Background On Recent MSPB Decisions
The MSPB is the same review authority that reinstated Diana Rubens and Kim Graves at their previous positions as heads of Philadelphia RO and St. Paul RO, respectively.
The two previously worked in upper management within VA and orchestrated the removal of two subordinates to then assume the role of directorship. Such roles were deemed less demanding than their previous roles.
The salt in the wound occurred when the Congress realized they did this without having their pay docked and while receiving a moving incentive reserved only for VA employees who are involuntarily moved for VA purposes.
When VA attempted to uphold punishment for the two that included a demotion and forced relocation, the MSPB concluded the punishments were in violation of the law. An MSPB review found that a higher-level authority above Rubens and Graves was linked to the scandal, and therefore the two could not be punished. That individual who was promoted was none other than Danny Pummill.

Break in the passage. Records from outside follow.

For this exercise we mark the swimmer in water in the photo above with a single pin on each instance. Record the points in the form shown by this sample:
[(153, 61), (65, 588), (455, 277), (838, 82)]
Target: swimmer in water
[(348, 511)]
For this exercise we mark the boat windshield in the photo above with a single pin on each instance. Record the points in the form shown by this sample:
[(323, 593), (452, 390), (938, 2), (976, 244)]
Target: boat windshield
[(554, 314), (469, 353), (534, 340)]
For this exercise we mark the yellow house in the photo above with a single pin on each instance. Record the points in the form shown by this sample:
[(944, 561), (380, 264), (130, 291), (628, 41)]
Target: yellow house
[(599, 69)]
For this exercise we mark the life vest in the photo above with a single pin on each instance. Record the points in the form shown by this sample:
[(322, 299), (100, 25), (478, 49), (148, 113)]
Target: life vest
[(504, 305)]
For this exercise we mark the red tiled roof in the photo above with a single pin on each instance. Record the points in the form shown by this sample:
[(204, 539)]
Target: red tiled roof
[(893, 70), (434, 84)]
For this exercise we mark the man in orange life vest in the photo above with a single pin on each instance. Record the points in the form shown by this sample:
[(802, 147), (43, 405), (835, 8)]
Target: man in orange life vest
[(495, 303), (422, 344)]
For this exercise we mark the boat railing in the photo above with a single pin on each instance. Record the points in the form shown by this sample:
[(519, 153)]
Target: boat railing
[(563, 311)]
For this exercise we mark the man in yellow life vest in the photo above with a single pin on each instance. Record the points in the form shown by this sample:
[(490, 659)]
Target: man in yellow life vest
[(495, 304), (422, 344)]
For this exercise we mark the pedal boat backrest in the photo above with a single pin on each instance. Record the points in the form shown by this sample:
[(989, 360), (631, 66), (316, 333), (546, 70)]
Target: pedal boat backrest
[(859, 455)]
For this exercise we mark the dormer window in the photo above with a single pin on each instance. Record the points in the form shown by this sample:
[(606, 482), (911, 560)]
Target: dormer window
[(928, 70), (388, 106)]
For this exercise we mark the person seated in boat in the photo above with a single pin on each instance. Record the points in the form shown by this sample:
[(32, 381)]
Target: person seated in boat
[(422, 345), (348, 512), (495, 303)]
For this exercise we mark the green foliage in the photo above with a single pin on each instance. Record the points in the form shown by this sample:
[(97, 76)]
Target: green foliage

Pummill was promoted to acting Under Secretary for Benefits after Allison Hickey swiftly resigned. Hickey resigned in what appeared to be an attempt to evade answering to Congress as to why she approved the removal in the first place.
Pummill reportedly resigned shortly after the MSPB penalized VA for an apparent good-ole-boys move to promote the male involved while penalizing lesser ranked female colleagues, all of whom were involved in the same musical chair scheme. That position is now held by acting Under Secretary for Benefits Thomas Murphy.
Murphy is a holdover from President Barack Obama and considered an Agent Orange denier following internal memos leaked to the press two years ago.
The rub in cases like this is that VA, and more important the American Taxpayer, may be liable for the attorney fees after having the punishments reversed.
As for Helman, she was ultimately fired for failing to disclose numerous gifts from a government contractor that included trips for her family to Disney Land and a Beyoncé concert. Some of her actions also resulted in her being found guilty for criminal activities.
Fortunately for taxpayers, the Federal Circuit did not award fees this time around.
VA Press Release On Sharon Helman Ruling
Now that VA’s ability to quickly terminate as it supposedly desires has been officially rebuked by the courts, the agency will no doubt have to push for the new accountability measures presently circulating Capitol Hill.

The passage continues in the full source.